Est-il important de mettre fin à ces pratiques ? La réponse ne peut être que par l’affirmative compte tenu des retombées nocives de la confusion entre affaires publiques et privées. C’est pourquoi, il serait judicieux que le nouveau modèle de développement n’omette pas d’apporter une réponse à cette problématique qui porte gravement atteinte à l’intérêt général, fausse le jeu de la libre concurrence et sape la confiance des citoyens et des entreprises dans les institutions publiques.

Le terrain est bien préparé par la Constitution de 2011, qui stipule que le conflit d’intérêts est une infraction qui doit être sanctionnée par la loi. Huit ans après l’entrée en vigueur de la Constitution, cette disposition tarde à être mise en œuvre. Il est donc grand temps que le gouvernement passe à l’action en proposant un projet de loi en vue d’instaurer des sanctions contre le conflit d’intérêts comme le stipule la loi fondamentale du pays.

Sous l’effet, sans doute, de la Constitution de 2011, la Loi «organique relative à « l’organisation et à la conduite des travaux du gouvernement » adoptée en 2015, fait expressément référence à la notion de conflit d’intérêts. Mais c’est quoi un conflit d’intérêts ? La Loi organique n’en donne aucune définition, ce qui laisse la porte grande ouverte à des interprétations diverses de nature à rendre difficile l’application de cette disposition

Aux termes de l’article 33 de la Loi organique, relative aux conflits d’intérêts, les membres du gouvernement doivent, pendant la durée d’exercice de leurs fonctions, suspendre « toute activité pouvant entraîner un conflit d’intérêts ». L’article vise en particulier l’exercice d’activités professionnelles ou commerciales dans le secteur privé, à travers notamment la participation dans les organes d’administration et de gestion d’entreprises privées. 

Une exception de taille est toutefois retenue ; les membres du gouvernement sont autorisés à exercer des activités dont l’objet «porte sur les prises de participation et la gestion des valeurs mobilières ». En d’autres termes, un ministre peut parfaitement exercer des activités au sein d’une holding et siéger dans ses organes d’administration et de gestion. Il s’agit là d’une exception qui manque de fondement, car comment justifier l’interdiction à un ministre d’exercer une activité dans une petite entreprise, alors qu’il est autorisé à diriger une holding dont les ramifications sont des sources potentielles de conflits d’intérêts.

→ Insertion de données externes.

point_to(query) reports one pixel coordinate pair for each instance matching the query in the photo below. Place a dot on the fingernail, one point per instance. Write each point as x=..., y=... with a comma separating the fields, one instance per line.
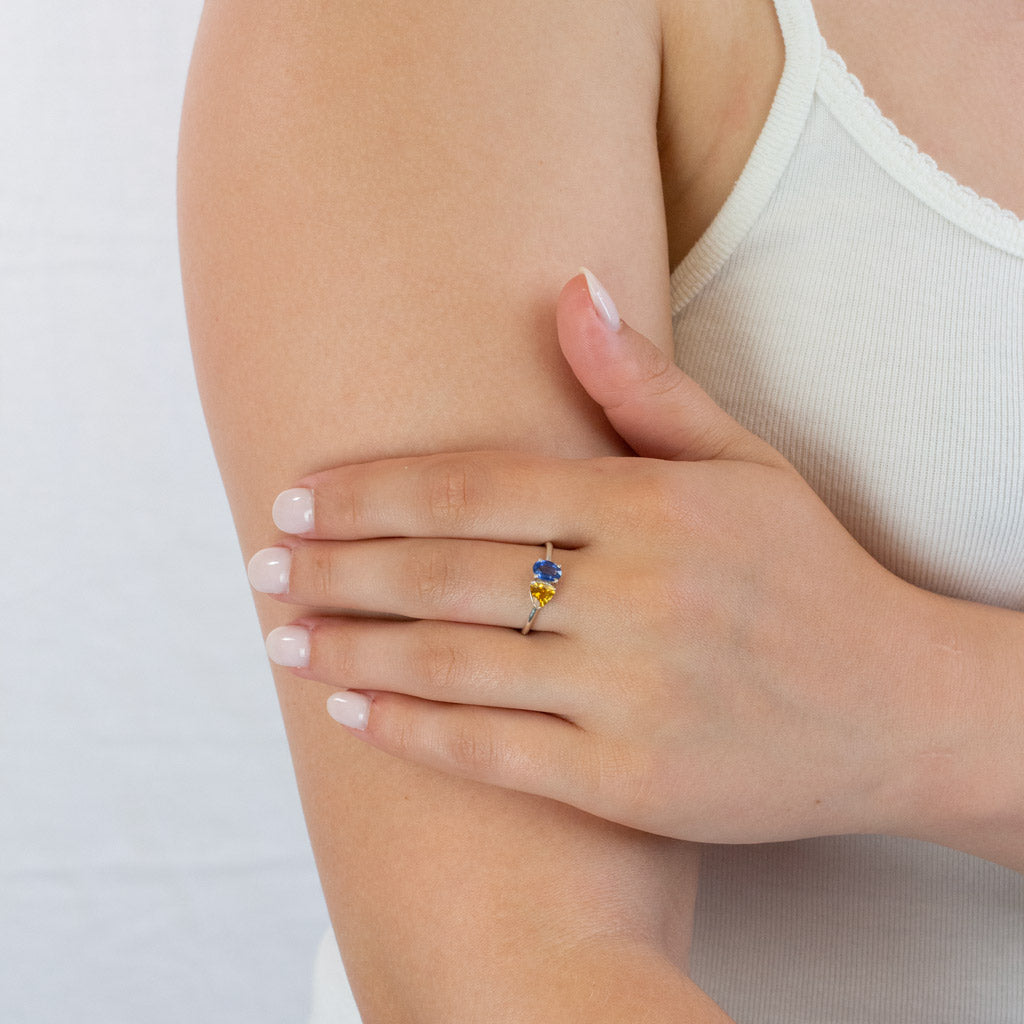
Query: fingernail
x=349, y=709
x=289, y=646
x=293, y=511
x=268, y=570
x=601, y=300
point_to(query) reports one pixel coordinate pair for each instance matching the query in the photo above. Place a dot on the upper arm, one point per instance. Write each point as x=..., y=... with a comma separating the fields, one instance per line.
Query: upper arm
x=379, y=206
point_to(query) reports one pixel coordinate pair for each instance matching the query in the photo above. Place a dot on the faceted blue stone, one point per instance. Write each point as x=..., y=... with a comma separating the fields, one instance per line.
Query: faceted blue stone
x=547, y=570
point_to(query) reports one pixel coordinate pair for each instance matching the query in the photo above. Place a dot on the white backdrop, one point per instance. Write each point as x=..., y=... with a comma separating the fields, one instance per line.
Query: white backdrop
x=154, y=865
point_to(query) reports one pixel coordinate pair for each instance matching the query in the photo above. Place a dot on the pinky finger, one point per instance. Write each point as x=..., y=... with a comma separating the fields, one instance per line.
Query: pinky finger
x=518, y=750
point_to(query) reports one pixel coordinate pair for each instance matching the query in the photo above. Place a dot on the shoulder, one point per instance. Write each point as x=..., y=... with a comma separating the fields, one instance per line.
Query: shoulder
x=721, y=66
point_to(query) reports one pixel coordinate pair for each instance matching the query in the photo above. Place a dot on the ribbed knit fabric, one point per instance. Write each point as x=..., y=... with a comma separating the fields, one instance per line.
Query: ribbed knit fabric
x=864, y=313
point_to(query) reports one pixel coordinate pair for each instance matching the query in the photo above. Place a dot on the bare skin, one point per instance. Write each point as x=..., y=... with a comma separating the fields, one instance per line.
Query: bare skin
x=332, y=324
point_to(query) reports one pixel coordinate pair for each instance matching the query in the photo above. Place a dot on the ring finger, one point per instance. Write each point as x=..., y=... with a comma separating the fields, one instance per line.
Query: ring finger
x=450, y=663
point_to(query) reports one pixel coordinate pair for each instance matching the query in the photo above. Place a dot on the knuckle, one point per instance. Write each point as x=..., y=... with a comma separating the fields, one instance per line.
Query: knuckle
x=442, y=664
x=452, y=492
x=431, y=577
x=473, y=753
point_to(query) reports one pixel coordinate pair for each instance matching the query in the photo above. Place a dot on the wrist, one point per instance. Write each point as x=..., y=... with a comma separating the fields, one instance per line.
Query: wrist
x=965, y=770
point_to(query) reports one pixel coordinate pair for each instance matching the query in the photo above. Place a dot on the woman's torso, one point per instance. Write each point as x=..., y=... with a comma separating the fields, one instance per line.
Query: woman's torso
x=950, y=75
x=850, y=302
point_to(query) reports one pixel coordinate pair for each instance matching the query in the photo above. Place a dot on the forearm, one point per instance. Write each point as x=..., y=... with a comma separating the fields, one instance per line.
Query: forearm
x=966, y=784
x=337, y=228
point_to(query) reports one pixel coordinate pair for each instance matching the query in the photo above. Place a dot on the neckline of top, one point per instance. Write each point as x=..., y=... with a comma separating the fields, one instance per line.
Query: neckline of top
x=812, y=68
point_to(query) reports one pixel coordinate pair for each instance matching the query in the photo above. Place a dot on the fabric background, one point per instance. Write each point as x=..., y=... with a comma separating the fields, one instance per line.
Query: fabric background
x=154, y=865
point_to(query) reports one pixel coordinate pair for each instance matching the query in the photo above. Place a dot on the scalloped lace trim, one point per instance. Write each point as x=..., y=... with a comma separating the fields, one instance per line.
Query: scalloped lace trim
x=960, y=195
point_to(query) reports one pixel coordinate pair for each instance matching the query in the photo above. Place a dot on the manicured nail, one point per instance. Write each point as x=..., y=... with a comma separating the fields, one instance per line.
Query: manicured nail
x=289, y=646
x=268, y=570
x=602, y=301
x=349, y=709
x=293, y=511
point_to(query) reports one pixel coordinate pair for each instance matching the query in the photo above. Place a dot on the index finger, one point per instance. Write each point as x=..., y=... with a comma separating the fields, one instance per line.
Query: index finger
x=497, y=496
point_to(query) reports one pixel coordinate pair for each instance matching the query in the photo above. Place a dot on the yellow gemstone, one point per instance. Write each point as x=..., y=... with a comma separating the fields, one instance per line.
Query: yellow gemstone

La Loi organique ne prévoit, en outre, aucune obligation de déclaration d’intérêts comme c’est le cas dans d’autres pays. En France par exemple, les ministres sont tenus, à la prise de leurs fonctions, de souscrire une déclaration d’intérêts qui doit être actualisée en cas de changement de situation. Ladite déclaration comporte tous les intérêts susceptibles d’entrer en conflit avec l’intérêt public. Cette déclaration est soumise au contrôle de la « Haute autorité pour la transparence de la vie publique » qui a pour mission de suivre de près le patrimoine et les activités des membres du gouvernement et d’autres hauts responsables publics.